Ukrainian military pilot (1993–2024)

Vladyslav Mykolaiovych Rykov (Владислав Миколайович Риков; 7 June 1993 – 7 February 2024) was a Ukrainian military pilot of the 299th Tactical Aviation Brigade of the Ukrainian Air Force. He was killed in the Russian invasion of Ukraine. Awardee of the Order for Courage.

== Biography ==
During the Russian invasion of Ukraine, he served in the 299th Tactical Aviation Brigade and participated in 385 sorties.

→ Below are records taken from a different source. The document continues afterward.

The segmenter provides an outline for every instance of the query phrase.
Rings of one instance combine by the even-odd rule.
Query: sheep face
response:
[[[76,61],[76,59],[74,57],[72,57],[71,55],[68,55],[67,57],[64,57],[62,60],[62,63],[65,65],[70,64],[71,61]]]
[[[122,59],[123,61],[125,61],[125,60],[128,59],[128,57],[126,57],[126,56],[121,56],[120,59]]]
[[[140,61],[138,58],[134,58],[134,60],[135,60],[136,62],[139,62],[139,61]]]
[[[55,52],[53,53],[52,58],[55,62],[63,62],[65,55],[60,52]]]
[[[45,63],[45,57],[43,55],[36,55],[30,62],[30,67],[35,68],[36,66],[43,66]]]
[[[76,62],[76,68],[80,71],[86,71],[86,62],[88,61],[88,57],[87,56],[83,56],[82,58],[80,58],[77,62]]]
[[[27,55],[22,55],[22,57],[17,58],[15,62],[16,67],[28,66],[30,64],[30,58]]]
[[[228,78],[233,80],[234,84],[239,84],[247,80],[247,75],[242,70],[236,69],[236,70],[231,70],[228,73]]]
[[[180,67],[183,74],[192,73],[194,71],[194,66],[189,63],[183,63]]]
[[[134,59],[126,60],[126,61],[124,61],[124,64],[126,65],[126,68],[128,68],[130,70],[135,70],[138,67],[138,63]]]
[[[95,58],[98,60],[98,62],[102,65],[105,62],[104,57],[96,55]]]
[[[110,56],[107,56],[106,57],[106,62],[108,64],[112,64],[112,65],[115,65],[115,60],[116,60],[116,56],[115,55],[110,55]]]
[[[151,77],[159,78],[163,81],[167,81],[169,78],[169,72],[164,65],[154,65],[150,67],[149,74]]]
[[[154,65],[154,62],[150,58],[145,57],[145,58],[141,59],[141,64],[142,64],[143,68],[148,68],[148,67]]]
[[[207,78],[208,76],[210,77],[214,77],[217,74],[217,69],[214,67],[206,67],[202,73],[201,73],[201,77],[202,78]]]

Rykov died during a combat mission on 7 February 2024 he was shot down near Kurakhove in the Pokrovsk region.

== Awards ==
- First-degree Order for Courage (10 June 2022) for personal courage and selfless actions shown in the defense of the state sovereignty and territorial integrity of Ukraine, loyalty to the military oath.
- Second-degree Order for Courage (18 May 2022) for personal courage and selfless actions shown in the defense of the state sovereignty and territorial integrity of Ukraine, loyalty to the military oath.
- Third-degree Order for Courage (2 May 2022) for personal courage and selfless actions shown in the defense of the state sovereignty and territorial integrity of Ukraine, loyalty to the military oath.